Cystic fibrosis (CF) is an inherited, chronic, progressive disease. It is estimated to affect approximately 160,000 people worldwide. According to the National CF Registry (Renafq), in South America, more than 10,000 patients have been diagnosed and in Argentina, approximately 1,500 patients are currently being followed.
CF alters the normal function of the exocrine glands (sweat, pancreatic enzymes, respiratory secretions, etc.) and causes damage to different organs of the body (such as the respiratory system, pancreas, liver, and reproductive system).
In the respiratory system, nearly all CF patients develop thick, viscous secretions that lead to mucus plugging that eventually blocks the bronchi and alters the breathing mechanism. More than 80% of patients affected the digestive system, suffering from pancreatic insufficiency, which prevents the proper absorption of food.
Sweat glands are also affected, very high levels of sodium and chlorine (salt), which makes their sweat saltier than usual, but on the other hand, it allows us to make a diagnosis, measuring the amount of chlorine and sodium in the body through sweating Sweat was significantly higher in CF patients.
CF is present before birth. It is an inherited disease and you cannot get CF or pass it on to other people. It is not an infectious disease.
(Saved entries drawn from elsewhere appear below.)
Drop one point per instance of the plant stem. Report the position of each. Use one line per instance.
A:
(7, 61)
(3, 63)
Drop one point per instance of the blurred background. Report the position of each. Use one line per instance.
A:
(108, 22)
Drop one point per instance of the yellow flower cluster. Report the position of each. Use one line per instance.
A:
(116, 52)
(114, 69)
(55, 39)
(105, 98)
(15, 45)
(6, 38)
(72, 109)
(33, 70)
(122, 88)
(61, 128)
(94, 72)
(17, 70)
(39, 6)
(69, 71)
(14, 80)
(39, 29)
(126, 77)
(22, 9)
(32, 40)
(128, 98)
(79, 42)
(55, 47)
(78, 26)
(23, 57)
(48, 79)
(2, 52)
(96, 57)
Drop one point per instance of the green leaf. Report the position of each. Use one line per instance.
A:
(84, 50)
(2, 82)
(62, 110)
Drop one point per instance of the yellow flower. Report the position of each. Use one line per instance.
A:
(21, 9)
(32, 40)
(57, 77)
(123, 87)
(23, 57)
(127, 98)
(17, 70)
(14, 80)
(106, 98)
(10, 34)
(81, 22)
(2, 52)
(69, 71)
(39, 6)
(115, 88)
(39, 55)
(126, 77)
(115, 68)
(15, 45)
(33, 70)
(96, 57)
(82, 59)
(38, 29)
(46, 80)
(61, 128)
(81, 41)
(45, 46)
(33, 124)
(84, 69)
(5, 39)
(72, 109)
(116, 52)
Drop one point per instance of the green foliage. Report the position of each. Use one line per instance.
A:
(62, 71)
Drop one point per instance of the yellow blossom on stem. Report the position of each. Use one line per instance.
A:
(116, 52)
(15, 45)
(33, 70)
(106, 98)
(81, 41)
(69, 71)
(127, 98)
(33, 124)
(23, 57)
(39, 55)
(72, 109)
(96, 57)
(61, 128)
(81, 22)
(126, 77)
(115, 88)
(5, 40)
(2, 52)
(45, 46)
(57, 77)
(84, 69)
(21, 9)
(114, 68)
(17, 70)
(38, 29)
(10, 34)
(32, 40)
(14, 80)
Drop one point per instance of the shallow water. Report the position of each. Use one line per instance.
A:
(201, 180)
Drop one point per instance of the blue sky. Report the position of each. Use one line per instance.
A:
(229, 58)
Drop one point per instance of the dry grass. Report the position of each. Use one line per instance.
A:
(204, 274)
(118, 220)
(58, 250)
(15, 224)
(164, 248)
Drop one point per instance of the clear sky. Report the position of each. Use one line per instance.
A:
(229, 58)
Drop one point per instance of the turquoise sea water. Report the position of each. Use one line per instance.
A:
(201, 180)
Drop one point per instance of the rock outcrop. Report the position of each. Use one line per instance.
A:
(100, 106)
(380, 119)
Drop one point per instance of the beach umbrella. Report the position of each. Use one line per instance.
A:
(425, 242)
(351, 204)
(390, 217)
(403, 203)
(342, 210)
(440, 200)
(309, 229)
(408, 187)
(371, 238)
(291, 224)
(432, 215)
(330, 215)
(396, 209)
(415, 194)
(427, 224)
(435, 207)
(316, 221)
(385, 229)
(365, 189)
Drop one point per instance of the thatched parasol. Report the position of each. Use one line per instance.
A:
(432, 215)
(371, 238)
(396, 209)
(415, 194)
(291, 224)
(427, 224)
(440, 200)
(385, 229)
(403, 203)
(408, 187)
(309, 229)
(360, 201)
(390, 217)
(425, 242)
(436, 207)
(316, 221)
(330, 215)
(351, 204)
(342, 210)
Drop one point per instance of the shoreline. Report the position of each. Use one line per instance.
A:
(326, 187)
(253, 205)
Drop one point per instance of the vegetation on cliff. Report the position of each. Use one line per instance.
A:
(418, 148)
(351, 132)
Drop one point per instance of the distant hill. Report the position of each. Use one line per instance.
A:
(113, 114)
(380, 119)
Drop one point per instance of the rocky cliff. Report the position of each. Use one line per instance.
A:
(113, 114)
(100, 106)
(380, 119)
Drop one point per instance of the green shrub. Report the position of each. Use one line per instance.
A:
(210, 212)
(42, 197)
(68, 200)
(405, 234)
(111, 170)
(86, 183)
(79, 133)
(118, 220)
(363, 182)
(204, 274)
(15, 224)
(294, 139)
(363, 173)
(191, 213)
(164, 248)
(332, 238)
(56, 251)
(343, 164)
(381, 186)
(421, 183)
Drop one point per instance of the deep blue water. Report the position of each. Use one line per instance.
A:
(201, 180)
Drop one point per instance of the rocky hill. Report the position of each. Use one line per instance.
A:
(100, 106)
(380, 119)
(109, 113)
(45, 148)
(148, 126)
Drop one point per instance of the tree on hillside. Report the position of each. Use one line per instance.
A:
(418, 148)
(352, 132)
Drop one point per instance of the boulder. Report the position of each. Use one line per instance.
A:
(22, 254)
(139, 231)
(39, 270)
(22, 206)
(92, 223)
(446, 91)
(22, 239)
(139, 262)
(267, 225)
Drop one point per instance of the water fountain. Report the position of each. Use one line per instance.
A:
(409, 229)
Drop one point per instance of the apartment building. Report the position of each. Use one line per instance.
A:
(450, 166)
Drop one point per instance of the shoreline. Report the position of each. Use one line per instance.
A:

Nor does it affect intelligence, on the contrary, children with CF tend to be very bright, highly creative, and devoted to intellectual work; many of them will achieve extraordinary goals.
Detection and diagnosis
by newborn study
Like other diseases, it’s done by testing a drop of blood drawn from a newborn’s heel to detect high levels of a substance called trypsin in the blood of people with CF. This method is called TIR and is included in the research program in our country’s Law No. 24438 (passed in 1994).
A timely and adequate diagnosis of CF is critical to avoid unnecessary testing, provide adequate treatment, genetic counseling, and ensure access to specialized services.
Diagnosis is based on clinical criteria and laboratory studies.
CF should be suspected when:
l Chronic sinus pulmonary disease.
l Gastrointestinal or nutritional abnormalities.
l Salt loss syndrome.
l Azoospermia, or siblings with CF or positive newborn screening.
Pathology is confirmed by:
l At least 2 positive sweat test results, or the presence of 2 Cftr mutations that cause CF.
l Demonstration of abnormal nasal transepithelial potential differences.
symptom
l Salty sweat – Difficulty gaining weight – Growth retardation
l Large amounts of stool – steatorrhea (feces)
l Chronic cough – Respiratory tract infection – Nasal polyps – Infertility
l clubbing – diabetic cirrhosis
treat
l Prevention and treatment of respiratory diseases.
l Prevention and treatment of nutritional deficiencies.
l Prevention and treatment of other manifestations or complications.
mental health care.
The basic goal of treatment is to prevent or control the progression of respiratory disease in order to avoid or reduce irreversible damage, which is the main prognostic marker.
l Comply with regular controls.
l To achieve early identification and treatment of exacerbations.
l Maintain adequate nutrition.
l Develop adaptation mechanisms.
l Establish positive health habits (sports, social activities, study, environmental control, etc.).
l Obtain adequate access and adherence to treatment, especially exercise therapy for the respiratory system.
The recommended control cycle is monthly for the first year of life and then every three months. Controls should be administered more frequently when patients: experience exacerbation of pulmonary symptoms. Nutritional status is not presented by age. Not gaining in weight and height as expected for your age. There is a psychological risk. Insufficient socioeconomic conditions. Do not insist on treatment.
Treatment of Respiratory Involvement
The extent of involvement depends on repeated infections associated with pre-existing lung inflammation in CF neonates. Once the infection is installed, a feedback process takes place. All drugs used must be subject to clinical efficacy and safety studies in accordance with current local laws and regulations.
Healing Pillars
respiratory system
l Preventive measures – Inhalation therapy – Daily respiratory kinematics – Anti-inflammatory drugs – Antibiotics for pulmonary exacerbations – Infection control measures – Treatment of complications – Acceptable compliance.
sinuses
People with cystic fibrosis may have more nasal polyps (flesh growths inside the nose) than usual.
A buildup of nasal polyps and mucus can lead to infection and sinusitis (inflammation or swelling of the sinuses). This can cause nasal congestion, headaches, coughing, and in some cases, loss of smell.
reproductive system
Men with CF can produce sperm, but the tubes (vas deferens) through which sperm travel may not form or may be blocked with mucus. This could mean that men with CF may not ejaculate or ejaculate very little, even if intercourse is normal.
Although a small percentage of men with CF may be able to conceive naturally, most men are infertile. This infertility can also be seen in males who are CF carriers.
In women with CF, thick mucus in the reproductive system can reduce fertility.
For women with cystic fibrosis who are considering having a child, assisted reproductive technology may be helpful and should be discussed with a doctor.